Son Haberler
Yolun sonu viraj değil, “Vergi Dairesi” olabilir! - Elazığda Bugün - Elazığ Haber, Elazığ Haberleri, Elazığ Haberi, Elazığ

Yolun sonu viraj değil, “Vergi Dairesi” olabilir!

Yazar: Murat Atlamış | 14.10.2025

Türkiye’de zam, çaydanlıktaki buhar gibidir; bir şekilde yolunu bulur, yükselir.

Ama bu kez su kaynamadan önce frene basmakta fayda var!

Çünkü yeni trafik cezaları, sürücülere “yol değil, cüzdan daraltan hız sınırları” getiriyor.

Yeni yasa 31 Aralık’ta yürürlüğe giriyor, ardından 1 Ocak 2026’da da yüzde 25’lik “yeni yıl hediyesi” geliyor.

Kısacası; daha kemeri takmadan cebindeki kemer sıkılıyor!

Yeni tarifeye göre şehir içinde 66 km/s hız sınırını aşarsan 30.000 TL ceza!

Ama dur, yıl bitince o da kesmiyor; 2026’da “yeni yılda yeni umutlar” sloganıyla 37.500 TL’ye terfi ediyor.

Eskiden “biraz bastım, ne olacak ki” diyen sürücüler, artık “bir bastım, krediyi ne zaman çeksem” hesabına geçecek.

Şehir dışında da tablo farklı değil.

71 km/s üzeri hız aşımına 30.000 TL.

Sanki sürücü, direksiyon başında değil de NASA rampasında motor çalıştırıyor!

Bir de ehliyet meselesi var tabii!

30 ila 90 gün arası ehliyetin elinden alınıyor.

Yani üç ay boyunca arabana bakarsın ama süremezsin. Tıpkı ayrıldığın sevgilinin profilini gizlice kontrol etmek gibi.

Ne aşk var ne yol, sadece pişmanlık!

Evet, hız öldürür.

Herkes bunu biliyor.

Trafikteki bir saniyelik dalgınlık, bir ailenin hayatını altüst edebilir.

Yani kuralları sıkılaştırmak, aslında bir bakıma “hayatta kalma kampanyası.”

Ama öte yandan şu da var!

Vatandaşın maaşı hızla artmadığı sürece, cezanın hızla artması adaletsizliğe benzer.

Bir memur maaşı 40 bin TL, bir hız cezası 37.500 TL olursa, vatandaşa “ya yavaş git, ya da arabayı sat” demek gibi bir şey bu.

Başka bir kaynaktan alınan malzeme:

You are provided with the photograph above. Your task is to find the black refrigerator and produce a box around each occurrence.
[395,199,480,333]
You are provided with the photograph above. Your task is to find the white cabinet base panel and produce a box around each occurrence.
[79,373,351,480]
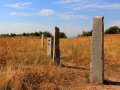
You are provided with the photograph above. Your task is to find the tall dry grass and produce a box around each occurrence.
[0,35,120,90]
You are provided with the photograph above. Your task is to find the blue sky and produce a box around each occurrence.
[0,0,120,36]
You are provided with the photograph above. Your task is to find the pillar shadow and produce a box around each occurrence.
[61,64,90,70]
[104,80,120,86]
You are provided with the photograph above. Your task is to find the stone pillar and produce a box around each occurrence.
[47,37,53,58]
[53,27,60,65]
[41,34,44,48]
[90,16,104,83]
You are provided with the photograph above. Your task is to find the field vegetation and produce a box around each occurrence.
[0,34,120,90]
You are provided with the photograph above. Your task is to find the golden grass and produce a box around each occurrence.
[0,35,120,90]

Bu durumda, arabayı satıp otobüse binen sürücüler için de yeni tehlike doğar tabi; otobüs bileti zammı mesela!

Ha unutmadan bir de yüzde 10’luk hız aşımı toleransı da tarih oluyor.

Eskiden radar yakalasa bile “biraz geçmişsin” diye yırtma payı vardı.

Artık o pay da rafa kalkmış oldu.


Trafik polisi bile durdurduğunda “abicim 2 kilometre fazla gitmişsin” dese, sürücü “vallahi o kadar değil, rüzgâr itti” diyemeyecek!

Bir de radarlar var tabii.

Türkiye yollarında öyle gizlenmiş radarlar var ki, kediye lazer tutar gibi sana odaklanıyor.

Yeni yasayla birlikte belki onları da “ceza makinesi” yerine “devletin en kârlı yatırım araçları” listesine alırlar.

İşin güzel tarafı, yetkililer “amaç caydırıcılık” diyor.

Yani bu paralarla kimseye villa yapılmayacak, trafik kazaları azalacak.

İnanalım mı?

İnanalım.

Ama gel gör ki Türkiye’de her yeni cezayla birlikte devletin kasası doluyor, vatandaşın morali boşalıyor.

Bir de ironik bir durum var!

Trafik cezaları hızla artarken, yollar hâlâ delik deşik.

Yani bazen hızlı gitmek değil, yavaş gitmek daha tehlikeli!

O çukura düşsen, araba değil, ciğerin sarsılıyor.

Yeni düzenleme iyi mi, kötü mü?

Kuralı doğru uygulayan için güzel, cüzdanı boş olan için can sıkıcı.

Ama şunu unutmayalım!

Trafikte en pahalı şey ceza değil, bir can kaybıdır.

O yüzden biz diyelim ki; ayağını gazdan çek, ama aklını yoldan ayırma.

Çünkü artık sadece trafik polisleri değil, ceza tarifesi de seni radar gibi izliyor!

İster alkışla, ister söv, ama bu kez direksiyona oturmadan önce bir daha düşün.

Yolun sonu viraj değil, “Vergi Dairesi” olabilir!